Option 2: strict borrow lifetimes

With this option, borrow becomes a "keep alive" keyword for any variable.

This option will significantly harm optimization as we migrate toward borrowing as standard practice. This is especially unwelcome because programmers are using borrowing precisely to optimize copies.

There will be quality of implementation issues. For example, we'll need to prevent the optimizer from deleting dead values and substituting equivalent values with different lifetime constraints. I suspect the compiler will never completely get this right.

Option 3: optimized copyable and strict noncopyable borrow lifetimes

With this option, copyable borrows can be optimized just like let variables today. Migrating to borrowing won't prevent ARC optimization.

With noncopyable borrows, there's no serious performance concern. Objects may be freed later then otherwise, but that matches expectations.

This requires optimizer support, but it mostly falls out naturally from our representation of noncopyable values. The problematic optimizations will largely be disabled for noncopyable values.

It might confuse programmers that borrowing is optimized more aggressively for copyable types.
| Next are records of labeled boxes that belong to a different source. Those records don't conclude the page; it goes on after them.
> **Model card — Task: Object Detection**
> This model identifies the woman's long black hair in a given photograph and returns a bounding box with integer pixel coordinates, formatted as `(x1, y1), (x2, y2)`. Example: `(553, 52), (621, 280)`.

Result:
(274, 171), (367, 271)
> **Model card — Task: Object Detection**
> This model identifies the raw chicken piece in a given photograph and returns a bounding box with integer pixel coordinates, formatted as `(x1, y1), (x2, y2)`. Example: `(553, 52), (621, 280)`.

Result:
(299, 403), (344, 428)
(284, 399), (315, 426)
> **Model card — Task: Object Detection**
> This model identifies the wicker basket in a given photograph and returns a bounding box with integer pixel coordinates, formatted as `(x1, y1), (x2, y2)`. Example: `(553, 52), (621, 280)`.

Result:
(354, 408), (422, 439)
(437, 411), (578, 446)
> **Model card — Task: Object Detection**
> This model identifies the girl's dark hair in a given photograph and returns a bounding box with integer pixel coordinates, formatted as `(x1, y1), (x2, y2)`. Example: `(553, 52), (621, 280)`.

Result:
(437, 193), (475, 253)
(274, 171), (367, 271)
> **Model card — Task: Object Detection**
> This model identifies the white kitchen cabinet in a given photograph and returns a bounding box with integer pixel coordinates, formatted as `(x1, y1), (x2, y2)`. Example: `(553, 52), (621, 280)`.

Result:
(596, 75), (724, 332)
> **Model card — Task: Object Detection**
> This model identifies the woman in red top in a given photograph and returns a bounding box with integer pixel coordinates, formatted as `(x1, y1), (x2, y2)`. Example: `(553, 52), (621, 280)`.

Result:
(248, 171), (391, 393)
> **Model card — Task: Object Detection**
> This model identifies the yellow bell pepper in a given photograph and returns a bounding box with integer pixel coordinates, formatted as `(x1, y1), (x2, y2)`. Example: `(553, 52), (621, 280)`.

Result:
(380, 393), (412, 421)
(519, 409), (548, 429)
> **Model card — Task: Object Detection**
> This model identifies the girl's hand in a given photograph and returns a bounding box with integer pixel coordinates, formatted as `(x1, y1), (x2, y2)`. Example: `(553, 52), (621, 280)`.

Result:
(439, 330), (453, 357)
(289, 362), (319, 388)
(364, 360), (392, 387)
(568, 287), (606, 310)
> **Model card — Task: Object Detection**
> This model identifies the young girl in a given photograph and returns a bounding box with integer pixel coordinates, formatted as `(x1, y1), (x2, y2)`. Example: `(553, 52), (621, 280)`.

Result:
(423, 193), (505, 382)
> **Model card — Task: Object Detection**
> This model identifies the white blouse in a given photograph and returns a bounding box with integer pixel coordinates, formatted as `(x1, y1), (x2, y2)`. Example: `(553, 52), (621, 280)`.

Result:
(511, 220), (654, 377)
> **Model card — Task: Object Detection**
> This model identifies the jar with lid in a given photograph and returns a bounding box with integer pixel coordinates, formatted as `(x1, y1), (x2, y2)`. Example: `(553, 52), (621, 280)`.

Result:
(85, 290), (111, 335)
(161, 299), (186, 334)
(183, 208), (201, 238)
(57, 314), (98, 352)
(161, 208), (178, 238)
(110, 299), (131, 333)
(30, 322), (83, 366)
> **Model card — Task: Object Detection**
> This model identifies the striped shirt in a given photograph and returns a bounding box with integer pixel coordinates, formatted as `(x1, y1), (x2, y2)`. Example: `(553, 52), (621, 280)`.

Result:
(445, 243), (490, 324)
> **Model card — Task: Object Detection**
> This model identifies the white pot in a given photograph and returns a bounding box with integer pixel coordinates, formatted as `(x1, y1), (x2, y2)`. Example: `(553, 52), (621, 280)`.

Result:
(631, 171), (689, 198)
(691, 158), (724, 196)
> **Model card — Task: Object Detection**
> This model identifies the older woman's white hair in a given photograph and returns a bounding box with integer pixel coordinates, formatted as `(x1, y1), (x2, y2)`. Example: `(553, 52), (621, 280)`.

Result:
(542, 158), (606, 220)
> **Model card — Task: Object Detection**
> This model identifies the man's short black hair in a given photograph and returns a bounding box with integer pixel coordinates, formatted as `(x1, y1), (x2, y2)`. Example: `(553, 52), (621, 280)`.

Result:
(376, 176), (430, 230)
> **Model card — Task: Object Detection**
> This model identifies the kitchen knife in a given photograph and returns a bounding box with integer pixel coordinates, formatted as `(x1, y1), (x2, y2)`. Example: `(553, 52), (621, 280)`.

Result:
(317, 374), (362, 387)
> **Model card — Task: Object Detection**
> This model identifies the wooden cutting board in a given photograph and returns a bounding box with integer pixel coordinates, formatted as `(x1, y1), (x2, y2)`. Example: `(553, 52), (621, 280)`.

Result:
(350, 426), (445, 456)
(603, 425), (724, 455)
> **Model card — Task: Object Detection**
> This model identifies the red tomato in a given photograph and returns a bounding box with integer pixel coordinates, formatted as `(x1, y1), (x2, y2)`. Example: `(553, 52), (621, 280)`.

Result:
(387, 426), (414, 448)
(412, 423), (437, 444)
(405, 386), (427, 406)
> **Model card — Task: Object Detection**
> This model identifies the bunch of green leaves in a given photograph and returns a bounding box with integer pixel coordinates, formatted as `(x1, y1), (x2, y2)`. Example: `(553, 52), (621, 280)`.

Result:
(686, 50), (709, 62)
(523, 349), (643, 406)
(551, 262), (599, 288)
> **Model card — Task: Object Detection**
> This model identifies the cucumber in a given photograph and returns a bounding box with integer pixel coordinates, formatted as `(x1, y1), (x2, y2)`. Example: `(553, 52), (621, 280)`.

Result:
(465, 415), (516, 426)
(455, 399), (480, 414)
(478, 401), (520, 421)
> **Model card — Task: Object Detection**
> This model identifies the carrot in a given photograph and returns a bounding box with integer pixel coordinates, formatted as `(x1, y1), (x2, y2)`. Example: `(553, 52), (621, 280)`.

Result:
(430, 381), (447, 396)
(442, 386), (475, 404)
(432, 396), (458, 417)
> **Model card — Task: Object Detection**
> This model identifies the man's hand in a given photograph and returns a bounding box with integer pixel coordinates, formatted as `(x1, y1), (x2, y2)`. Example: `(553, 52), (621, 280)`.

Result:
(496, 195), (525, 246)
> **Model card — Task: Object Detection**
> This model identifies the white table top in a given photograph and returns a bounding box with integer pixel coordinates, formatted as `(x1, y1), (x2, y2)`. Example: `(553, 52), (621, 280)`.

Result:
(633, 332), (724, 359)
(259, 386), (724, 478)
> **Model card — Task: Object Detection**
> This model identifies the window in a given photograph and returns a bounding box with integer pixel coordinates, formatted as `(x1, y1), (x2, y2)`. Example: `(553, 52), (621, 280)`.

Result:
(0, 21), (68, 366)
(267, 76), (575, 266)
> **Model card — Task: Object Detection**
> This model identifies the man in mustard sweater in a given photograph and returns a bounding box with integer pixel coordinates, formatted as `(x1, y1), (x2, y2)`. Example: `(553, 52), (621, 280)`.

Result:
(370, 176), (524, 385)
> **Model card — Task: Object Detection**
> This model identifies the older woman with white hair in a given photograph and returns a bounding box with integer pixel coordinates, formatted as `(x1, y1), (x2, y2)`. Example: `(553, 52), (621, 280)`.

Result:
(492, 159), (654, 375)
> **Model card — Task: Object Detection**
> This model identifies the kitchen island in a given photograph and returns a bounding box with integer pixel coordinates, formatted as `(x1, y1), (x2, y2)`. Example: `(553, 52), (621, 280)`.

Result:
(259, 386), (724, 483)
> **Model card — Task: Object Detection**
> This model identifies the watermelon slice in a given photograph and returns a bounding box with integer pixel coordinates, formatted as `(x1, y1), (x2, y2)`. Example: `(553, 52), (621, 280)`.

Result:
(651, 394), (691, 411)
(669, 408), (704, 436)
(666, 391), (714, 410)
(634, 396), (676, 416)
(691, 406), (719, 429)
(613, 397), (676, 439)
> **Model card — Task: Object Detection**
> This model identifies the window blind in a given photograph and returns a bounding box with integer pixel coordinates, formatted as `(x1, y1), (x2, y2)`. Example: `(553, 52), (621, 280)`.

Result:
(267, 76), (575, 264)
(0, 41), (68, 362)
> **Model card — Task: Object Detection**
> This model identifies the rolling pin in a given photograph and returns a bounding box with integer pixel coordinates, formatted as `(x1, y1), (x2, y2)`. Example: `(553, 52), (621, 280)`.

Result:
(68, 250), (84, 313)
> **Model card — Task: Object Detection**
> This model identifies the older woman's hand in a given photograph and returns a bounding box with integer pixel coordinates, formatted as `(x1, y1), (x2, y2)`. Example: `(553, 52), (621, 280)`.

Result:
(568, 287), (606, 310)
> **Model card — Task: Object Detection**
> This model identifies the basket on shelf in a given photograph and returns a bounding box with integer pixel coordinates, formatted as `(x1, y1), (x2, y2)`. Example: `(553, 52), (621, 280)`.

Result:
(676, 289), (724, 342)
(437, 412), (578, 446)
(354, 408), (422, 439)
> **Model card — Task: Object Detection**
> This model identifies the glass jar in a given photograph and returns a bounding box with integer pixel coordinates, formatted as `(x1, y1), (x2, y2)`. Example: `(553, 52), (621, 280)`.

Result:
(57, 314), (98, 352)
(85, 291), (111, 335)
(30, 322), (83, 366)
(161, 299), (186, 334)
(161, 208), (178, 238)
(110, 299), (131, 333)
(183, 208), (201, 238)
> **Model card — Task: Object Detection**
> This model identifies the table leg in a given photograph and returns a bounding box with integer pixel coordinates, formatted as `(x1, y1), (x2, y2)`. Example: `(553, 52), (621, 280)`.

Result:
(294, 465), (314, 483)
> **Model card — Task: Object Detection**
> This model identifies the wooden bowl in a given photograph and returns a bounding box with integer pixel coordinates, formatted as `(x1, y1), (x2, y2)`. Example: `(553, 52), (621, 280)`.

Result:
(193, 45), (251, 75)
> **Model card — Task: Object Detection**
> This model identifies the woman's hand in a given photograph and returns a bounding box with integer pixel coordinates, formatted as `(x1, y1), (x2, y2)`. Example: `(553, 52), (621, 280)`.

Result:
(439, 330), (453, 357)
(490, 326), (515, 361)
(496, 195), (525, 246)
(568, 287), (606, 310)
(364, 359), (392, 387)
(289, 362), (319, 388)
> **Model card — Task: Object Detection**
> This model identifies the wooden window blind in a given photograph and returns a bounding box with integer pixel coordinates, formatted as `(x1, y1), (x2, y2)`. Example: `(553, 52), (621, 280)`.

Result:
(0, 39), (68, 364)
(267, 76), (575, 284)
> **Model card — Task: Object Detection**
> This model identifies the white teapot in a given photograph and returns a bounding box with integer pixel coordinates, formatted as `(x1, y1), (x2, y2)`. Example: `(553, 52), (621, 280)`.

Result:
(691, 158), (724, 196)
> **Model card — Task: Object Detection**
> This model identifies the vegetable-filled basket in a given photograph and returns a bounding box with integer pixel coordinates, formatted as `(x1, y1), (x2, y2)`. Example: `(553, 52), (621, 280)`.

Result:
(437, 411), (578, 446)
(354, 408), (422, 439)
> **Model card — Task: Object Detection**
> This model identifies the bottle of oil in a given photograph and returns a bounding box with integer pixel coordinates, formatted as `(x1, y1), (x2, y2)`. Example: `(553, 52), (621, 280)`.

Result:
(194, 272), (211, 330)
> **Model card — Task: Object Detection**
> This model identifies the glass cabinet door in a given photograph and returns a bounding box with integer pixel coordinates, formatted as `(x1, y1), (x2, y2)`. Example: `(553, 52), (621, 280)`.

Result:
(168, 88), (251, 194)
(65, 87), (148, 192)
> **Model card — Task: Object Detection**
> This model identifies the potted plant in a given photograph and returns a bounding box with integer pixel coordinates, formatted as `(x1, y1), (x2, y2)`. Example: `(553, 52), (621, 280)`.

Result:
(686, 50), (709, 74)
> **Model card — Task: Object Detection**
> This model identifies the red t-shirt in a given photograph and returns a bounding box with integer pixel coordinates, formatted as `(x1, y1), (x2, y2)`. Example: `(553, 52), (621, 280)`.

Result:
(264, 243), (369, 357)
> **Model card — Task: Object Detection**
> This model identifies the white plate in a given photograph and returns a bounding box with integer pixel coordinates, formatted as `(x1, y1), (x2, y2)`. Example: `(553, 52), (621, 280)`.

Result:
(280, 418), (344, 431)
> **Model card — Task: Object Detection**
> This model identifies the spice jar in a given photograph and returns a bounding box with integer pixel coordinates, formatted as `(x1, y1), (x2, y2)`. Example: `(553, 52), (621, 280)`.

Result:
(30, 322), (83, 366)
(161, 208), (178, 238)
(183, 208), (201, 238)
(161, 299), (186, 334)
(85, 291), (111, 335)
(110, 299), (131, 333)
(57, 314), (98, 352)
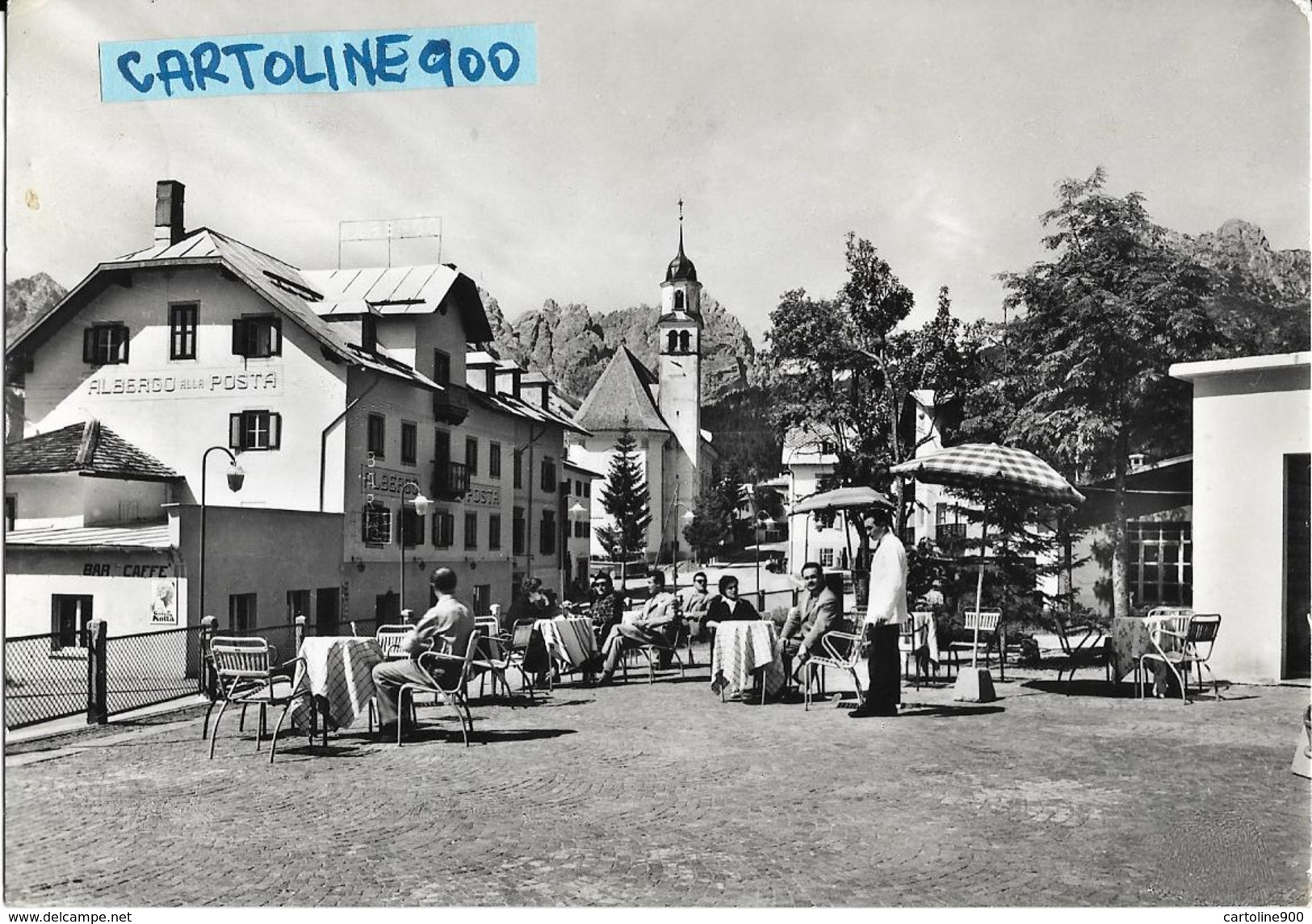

But it's natural that struct-deinits have somewhat special lifetime rules. And the optimization impact is only noticeable when unwanted copies are present.

2 Likes

I will revise the example. The intent is as you said, the author of this API is stating that callers to redirect need to have exclusive ownership of file in order to redirect it. (I'm sure POSIX allows you to dup2 over a file descriptor while other parts of the code are reading to or writing from it, and the API doesn't prevent it, but that doesn't mean it's a good idea.)

2 Likes

I’ve seen code like this in production before:

deinit {
    print("in deinit for \(self)")
}

In the case of non-copyable types I guess you couldn’t pass it to a string interpolation (at least not yet) since that’s compiled down to a generic function call. However, the idea still stands: simply logging when deinit happens, especially if used for debugging, should not change when or whether it happens.

5 Likes

One question that came to mind: what about a non-copyable class, one where the reference is guarantied to always be unique, and therefore no reference counting needed? That seems like a logical thing to want too.

My guess is that often this would be better served by an indirect struct type.

On the other hand, subclassing could be supported, and, unlike a struct, mutating would work even when the reference to the object is a let, which is probably desirable in some cases. The semantics of self in a class would need to be altered to make it consumed, borrowed, and non-copyable.

I don't know if this is material for an alternative considered / future direction section.